Compulsion made the charge more respectable. The school claimed to be offering additional value for the money, it was not asking for charity. We were buying something, not "donating" which you do for nothing in return.
The only jarring note in the principal's pitch was the standard public service lament that government funding was insufficient. Finite funds could never be enough for education's infinite possibilities. It was a pity he should resort to an argument that would reinforce the resolve of those who refused to pay.
These people, who were not poor, fiercely resented school fees because they had paid taxes, or so they said. They were probably as fierce in avoiding taxes wherever they could. But they paid taxes, they said, on a promise of "free education" and it should mean exactly that.
Free education to my mind means free for the children of anyone who cannot afford to pay, or refuses to pay. It is never the child's fault and schools take reasonable care to ensure other pupils are unaware.
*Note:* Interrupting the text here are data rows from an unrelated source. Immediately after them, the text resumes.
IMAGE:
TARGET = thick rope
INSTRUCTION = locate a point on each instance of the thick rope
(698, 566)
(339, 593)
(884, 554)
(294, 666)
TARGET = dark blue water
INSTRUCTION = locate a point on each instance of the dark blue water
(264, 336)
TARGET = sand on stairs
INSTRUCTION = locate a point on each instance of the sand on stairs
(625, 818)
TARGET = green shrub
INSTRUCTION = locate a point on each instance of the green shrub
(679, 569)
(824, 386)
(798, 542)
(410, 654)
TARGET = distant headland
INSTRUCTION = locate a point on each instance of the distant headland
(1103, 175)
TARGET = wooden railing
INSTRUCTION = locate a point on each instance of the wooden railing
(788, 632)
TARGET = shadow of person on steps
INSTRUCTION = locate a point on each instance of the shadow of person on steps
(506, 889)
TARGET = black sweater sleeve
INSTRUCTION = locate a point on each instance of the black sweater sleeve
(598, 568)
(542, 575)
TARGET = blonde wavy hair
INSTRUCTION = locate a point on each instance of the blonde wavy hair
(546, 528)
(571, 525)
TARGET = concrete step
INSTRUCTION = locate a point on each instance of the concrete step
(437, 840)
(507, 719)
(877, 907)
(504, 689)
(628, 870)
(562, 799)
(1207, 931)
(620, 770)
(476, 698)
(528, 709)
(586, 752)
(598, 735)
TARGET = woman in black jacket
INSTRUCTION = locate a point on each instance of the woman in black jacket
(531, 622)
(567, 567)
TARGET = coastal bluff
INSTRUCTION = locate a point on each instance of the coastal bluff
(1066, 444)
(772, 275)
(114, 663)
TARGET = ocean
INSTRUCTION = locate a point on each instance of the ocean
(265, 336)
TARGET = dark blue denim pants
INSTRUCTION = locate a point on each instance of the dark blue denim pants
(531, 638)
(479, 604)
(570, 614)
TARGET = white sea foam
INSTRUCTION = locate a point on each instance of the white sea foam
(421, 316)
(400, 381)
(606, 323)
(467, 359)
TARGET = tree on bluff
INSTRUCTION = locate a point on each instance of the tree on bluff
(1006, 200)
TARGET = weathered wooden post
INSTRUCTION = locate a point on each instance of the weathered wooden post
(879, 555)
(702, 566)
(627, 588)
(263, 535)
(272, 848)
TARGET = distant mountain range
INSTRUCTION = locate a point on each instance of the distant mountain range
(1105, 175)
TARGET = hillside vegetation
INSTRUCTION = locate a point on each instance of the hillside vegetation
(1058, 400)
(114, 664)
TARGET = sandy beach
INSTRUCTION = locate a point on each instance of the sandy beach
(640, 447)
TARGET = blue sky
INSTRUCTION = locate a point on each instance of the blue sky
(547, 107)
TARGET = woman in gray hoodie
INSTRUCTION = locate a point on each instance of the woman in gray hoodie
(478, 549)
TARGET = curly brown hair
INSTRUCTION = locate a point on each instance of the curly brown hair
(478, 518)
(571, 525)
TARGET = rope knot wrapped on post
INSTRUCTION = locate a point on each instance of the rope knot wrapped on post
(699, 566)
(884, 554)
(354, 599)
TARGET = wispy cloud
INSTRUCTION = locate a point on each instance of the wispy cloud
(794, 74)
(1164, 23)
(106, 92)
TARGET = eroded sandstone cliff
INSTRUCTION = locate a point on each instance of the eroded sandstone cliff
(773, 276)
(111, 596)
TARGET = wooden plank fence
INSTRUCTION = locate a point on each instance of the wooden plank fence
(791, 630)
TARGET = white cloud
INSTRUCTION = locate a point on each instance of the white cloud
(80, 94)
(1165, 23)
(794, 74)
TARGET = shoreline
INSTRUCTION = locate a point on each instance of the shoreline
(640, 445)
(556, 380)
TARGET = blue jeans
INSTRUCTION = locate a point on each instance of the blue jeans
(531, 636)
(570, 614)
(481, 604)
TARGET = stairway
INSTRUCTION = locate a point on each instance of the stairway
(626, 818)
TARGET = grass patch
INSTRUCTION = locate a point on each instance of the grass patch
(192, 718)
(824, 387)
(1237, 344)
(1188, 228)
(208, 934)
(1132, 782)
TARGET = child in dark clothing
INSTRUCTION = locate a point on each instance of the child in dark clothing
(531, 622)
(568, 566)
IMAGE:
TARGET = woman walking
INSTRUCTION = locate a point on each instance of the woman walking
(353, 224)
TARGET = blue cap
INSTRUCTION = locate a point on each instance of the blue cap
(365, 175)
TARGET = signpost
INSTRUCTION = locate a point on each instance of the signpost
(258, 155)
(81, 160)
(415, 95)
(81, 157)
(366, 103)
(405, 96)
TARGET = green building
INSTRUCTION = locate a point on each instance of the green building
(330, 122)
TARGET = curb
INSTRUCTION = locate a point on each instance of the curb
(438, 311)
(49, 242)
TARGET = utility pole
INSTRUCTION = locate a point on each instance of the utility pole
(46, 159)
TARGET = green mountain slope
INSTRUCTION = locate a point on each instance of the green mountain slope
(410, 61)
Sitting on a board of trustees, I saw the principal's disgust with wealthy free-riders he would not identify even to us.
Free education is a priceless social policy, fundamental to the equal opportunity New Zealand aspires to provide. We would be a poorer and unhappy country without it. But I doubt the founders of the welfare state intended that "free" should preclude the possibility of parents paying for more.
Human nature values what we pay for and undervalues what comes free. This country is fortunate that family doctors fought so hard to retain fees at the birth of social security. Britain is now trying to introduce part charges to reduce the waste of doctors' time and medicines at public expense.
School fees have the additional benefit of helping forge a shared parental commitment, though that might not be so where very few of the parents could afford to pay. Schools in those places need and deserve the extra grant that Labour proposes.
It expects all schools in deciles 1-7 would opt for the grant while about 70 per cent of those in the higher brackets would continue to charge fees. All would retain the right to charge for specific activities, which National thinks would defeat the policy's purpose. Fees are different, though. They are a parental investment in a school.
Labour has done well to remember that.